Il sentimento della nostra filiazione a Dio in Cristo è un argomento su cui è necessario soffermarsi costantemente, perché la nostra accettazione convenzionale di tale relazione è suscettibile di essere compatibile con una vita che non ne ha una reale apprensione.

I. Dei pericoli che sono in parte radicati nella nostra natura animale e in parte alimentati e intensificati dalla deriva del nostro tempo, quello che probabilmente ci premerà maggiormente è quello dell'esagerato individualismo. Laddove questo non è temperato da un'infusione dello spirito religioso, lo troviamo all'opera con un potere disgregante, e in vari modi viziando sia la nostra vita personale che quella sociale.

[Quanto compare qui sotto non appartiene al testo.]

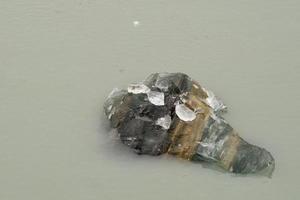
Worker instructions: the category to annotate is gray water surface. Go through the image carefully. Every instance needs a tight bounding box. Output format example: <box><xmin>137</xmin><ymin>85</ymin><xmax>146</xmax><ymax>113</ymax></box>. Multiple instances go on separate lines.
<box><xmin>0</xmin><ymin>0</ymin><xmax>300</xmax><ymax>200</ymax></box>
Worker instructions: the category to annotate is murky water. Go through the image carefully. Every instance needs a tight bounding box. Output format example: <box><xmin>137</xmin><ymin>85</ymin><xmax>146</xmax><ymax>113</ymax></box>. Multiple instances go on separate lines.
<box><xmin>0</xmin><ymin>0</ymin><xmax>300</xmax><ymax>200</ymax></box>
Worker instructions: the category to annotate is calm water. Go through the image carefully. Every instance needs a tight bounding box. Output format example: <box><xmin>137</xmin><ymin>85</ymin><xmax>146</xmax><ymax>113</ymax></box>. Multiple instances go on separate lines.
<box><xmin>0</xmin><ymin>0</ymin><xmax>300</xmax><ymax>200</ymax></box>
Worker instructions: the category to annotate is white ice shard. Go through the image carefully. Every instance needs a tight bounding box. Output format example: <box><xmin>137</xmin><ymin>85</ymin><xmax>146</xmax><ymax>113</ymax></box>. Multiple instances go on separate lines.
<box><xmin>147</xmin><ymin>91</ymin><xmax>165</xmax><ymax>106</ymax></box>
<box><xmin>203</xmin><ymin>88</ymin><xmax>227</xmax><ymax>114</ymax></box>
<box><xmin>155</xmin><ymin>115</ymin><xmax>172</xmax><ymax>130</ymax></box>
<box><xmin>127</xmin><ymin>83</ymin><xmax>150</xmax><ymax>94</ymax></box>
<box><xmin>175</xmin><ymin>104</ymin><xmax>196</xmax><ymax>122</ymax></box>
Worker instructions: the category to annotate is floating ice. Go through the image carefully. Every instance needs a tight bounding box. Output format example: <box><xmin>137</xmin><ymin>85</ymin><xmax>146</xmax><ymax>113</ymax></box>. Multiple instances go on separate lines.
<box><xmin>127</xmin><ymin>83</ymin><xmax>150</xmax><ymax>94</ymax></box>
<box><xmin>203</xmin><ymin>88</ymin><xmax>227</xmax><ymax>113</ymax></box>
<box><xmin>155</xmin><ymin>115</ymin><xmax>172</xmax><ymax>129</ymax></box>
<box><xmin>147</xmin><ymin>91</ymin><xmax>165</xmax><ymax>106</ymax></box>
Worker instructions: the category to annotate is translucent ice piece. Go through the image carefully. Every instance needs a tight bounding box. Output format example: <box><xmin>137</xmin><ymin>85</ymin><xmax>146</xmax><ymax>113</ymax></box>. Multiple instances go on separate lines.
<box><xmin>147</xmin><ymin>91</ymin><xmax>165</xmax><ymax>106</ymax></box>
<box><xmin>155</xmin><ymin>115</ymin><xmax>172</xmax><ymax>129</ymax></box>
<box><xmin>127</xmin><ymin>83</ymin><xmax>150</xmax><ymax>94</ymax></box>
<box><xmin>203</xmin><ymin>88</ymin><xmax>227</xmax><ymax>113</ymax></box>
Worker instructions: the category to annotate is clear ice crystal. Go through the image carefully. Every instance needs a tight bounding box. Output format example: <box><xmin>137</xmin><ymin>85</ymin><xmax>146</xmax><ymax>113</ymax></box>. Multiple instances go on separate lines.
<box><xmin>147</xmin><ymin>91</ymin><xmax>165</xmax><ymax>106</ymax></box>
<box><xmin>175</xmin><ymin>104</ymin><xmax>196</xmax><ymax>122</ymax></box>
<box><xmin>155</xmin><ymin>115</ymin><xmax>172</xmax><ymax>130</ymax></box>
<box><xmin>127</xmin><ymin>83</ymin><xmax>150</xmax><ymax>94</ymax></box>
<box><xmin>203</xmin><ymin>88</ymin><xmax>227</xmax><ymax>114</ymax></box>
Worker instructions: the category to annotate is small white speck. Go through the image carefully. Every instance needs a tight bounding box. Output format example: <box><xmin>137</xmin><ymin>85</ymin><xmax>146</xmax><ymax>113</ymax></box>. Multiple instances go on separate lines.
<box><xmin>132</xmin><ymin>21</ymin><xmax>141</xmax><ymax>27</ymax></box>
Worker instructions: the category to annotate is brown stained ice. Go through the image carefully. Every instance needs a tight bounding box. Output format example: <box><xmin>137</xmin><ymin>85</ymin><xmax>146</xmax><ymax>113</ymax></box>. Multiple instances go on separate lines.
<box><xmin>104</xmin><ymin>73</ymin><xmax>275</xmax><ymax>175</ymax></box>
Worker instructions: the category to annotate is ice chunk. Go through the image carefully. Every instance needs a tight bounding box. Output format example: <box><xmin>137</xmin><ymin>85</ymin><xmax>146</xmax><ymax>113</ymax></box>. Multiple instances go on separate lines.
<box><xmin>175</xmin><ymin>104</ymin><xmax>196</xmax><ymax>121</ymax></box>
<box><xmin>127</xmin><ymin>83</ymin><xmax>150</xmax><ymax>94</ymax></box>
<box><xmin>147</xmin><ymin>91</ymin><xmax>165</xmax><ymax>106</ymax></box>
<box><xmin>155</xmin><ymin>115</ymin><xmax>172</xmax><ymax>129</ymax></box>
<box><xmin>203</xmin><ymin>88</ymin><xmax>227</xmax><ymax>113</ymax></box>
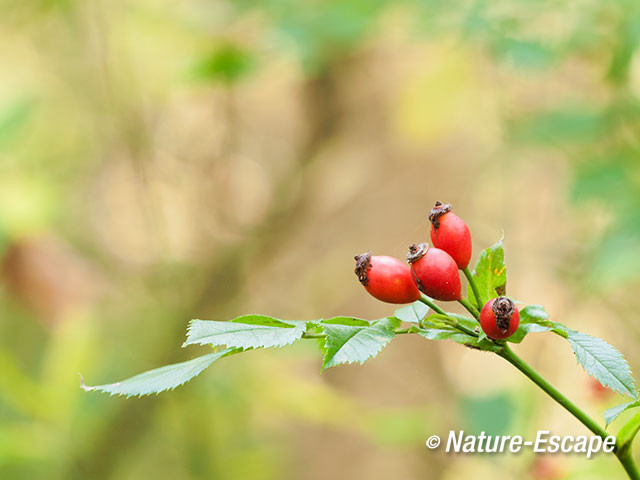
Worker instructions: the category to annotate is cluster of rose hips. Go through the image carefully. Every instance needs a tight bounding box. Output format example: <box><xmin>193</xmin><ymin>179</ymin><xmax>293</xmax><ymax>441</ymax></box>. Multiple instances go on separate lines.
<box><xmin>355</xmin><ymin>202</ymin><xmax>520</xmax><ymax>340</ymax></box>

II. Quasi ogni progresso della civiltà che contraddistingue il nostro secolo ha avuto la tendenza a conferire a questo principio una nuova presa sulla vita comune. Non c'è angolo di società, commerciale o sociale, politico o artistico, che non invada. Il volume della sua forza è intensificato man mano che la ricchezza aumenta e le circostanze facili diventano più comuni. Il nostro tempo è principalmente un tempo di egoismo materialista.

III. L'evoluzionista, raccontandoci della crescita di tutti i nostri sentimenti, riportandoci alle forme germinali e poi conducendoci verso l'alto attraverso la lotta e la sopravvivenza, rende essenzialmente egoistico il motivo dominante in ogni prima infanzia. Sorge la domanda: dove e come è questo motivo per cambiare il suo carattere? Quest'ultima espressione deve essere ancora solo un'eco della domanda primordiale: "Sono il custode di mio fratello?" Se questa è l'ultima parola, dobbiamo ripetere ancora, per quanto tristemente Αρα Χριστὸς δωρεὰν ἀπέθανε.

IV. Ma non possiamo riposarci su questa conclusione. Non c'è possibilità di riposo finché non abbiamo stabilito con noi stessi che la nostra coscienza superiore ci dà il tocco della realtà del Divino ed eterno, quando dichiara che siamo figli di Dio, e se figli, allora eredi, coeredi con Cristo. Questa crediamo sia per noi l'ultima parola sul mistero del nostro essere e del nostro destino.

J. Percival, Oxford Review and Undergraduates' Journal, 25 gennaio 1883.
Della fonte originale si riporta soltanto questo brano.